January 2023
Alan Walowitz
ajwal328@gmail.com
ajwal328@gmail.com
Bio Note: Happy New Year. Why does the time between New Years seem shorter every year? Regardless of the time we have, we always have our work to do.
A Poem in Favor of Remaining Purposeful in Dark Times
It’s late here, afternoon, and for all I know the solstice might have come and gone. Another of these sodden days keeps me in my sleep-clothes—Gatkes, my mother might say, a little Yiddish meant to make things light and shame me into the fray we’ve made of forced boredom and too much sleep. Not much happening before Christmas, the true-believers at the mall, avoiding one another as if they want to remain alive. Still, here they are in droves to address our national debt and resuscitate mankind’s collective desire; the National Guard poised to calm the streets so I won’t have to worry the neighbor’s rage: my leaves blown carelessly on his lawn again; the cops have promised not to kill anymore. Why not walk aimlessly around masked and dazed by the beauty of the Christmas lights?
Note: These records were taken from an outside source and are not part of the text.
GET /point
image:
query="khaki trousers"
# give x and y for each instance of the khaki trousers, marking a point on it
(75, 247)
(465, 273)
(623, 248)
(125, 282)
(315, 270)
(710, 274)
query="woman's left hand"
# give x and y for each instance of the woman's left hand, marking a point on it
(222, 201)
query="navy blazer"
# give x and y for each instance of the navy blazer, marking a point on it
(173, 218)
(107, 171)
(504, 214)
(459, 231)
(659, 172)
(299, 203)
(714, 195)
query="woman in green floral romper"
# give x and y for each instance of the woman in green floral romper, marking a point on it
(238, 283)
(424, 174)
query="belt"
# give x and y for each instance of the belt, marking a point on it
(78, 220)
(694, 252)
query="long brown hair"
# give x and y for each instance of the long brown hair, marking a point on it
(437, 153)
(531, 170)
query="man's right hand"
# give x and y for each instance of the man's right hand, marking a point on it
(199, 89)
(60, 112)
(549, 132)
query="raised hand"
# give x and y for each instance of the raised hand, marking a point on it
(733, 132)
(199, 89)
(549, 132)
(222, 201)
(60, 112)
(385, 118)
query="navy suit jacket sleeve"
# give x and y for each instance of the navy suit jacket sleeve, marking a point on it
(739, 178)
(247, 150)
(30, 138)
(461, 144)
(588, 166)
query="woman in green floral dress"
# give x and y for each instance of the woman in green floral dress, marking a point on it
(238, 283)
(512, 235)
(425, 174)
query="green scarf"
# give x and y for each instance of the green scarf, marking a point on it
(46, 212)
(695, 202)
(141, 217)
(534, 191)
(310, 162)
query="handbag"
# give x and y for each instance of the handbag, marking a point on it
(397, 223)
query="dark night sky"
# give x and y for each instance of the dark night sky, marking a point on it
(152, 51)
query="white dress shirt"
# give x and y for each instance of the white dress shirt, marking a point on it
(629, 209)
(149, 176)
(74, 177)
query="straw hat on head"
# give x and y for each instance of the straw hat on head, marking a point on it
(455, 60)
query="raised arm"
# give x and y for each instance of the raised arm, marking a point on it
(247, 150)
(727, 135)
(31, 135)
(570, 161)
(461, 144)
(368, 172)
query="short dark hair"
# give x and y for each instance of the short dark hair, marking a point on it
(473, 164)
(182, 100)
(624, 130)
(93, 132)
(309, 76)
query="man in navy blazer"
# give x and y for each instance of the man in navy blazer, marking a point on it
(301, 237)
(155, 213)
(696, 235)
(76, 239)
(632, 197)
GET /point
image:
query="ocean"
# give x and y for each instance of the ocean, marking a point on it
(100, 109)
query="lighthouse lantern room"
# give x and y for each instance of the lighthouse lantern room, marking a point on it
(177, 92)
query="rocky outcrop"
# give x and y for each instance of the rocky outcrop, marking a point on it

Underutilized, my own daughter says of me, though it’s not how I was raised. The moon was part of us once before it was hoisted and fastened above and later assigned to werewolves and love— though we know we’re done with that. But now the moon, risen low in the sky, and twice as bright comes into its own— holding out against any wobble, any sudden tilt of the earth. The Sun, that old Palooka, means to cook us alive and swallow us whole. Still, the moon remains, attached to the tides, and even in times like these, determined to do its little job, whether or not it’s to any avail. Meantime, let's not forget to attend to ours.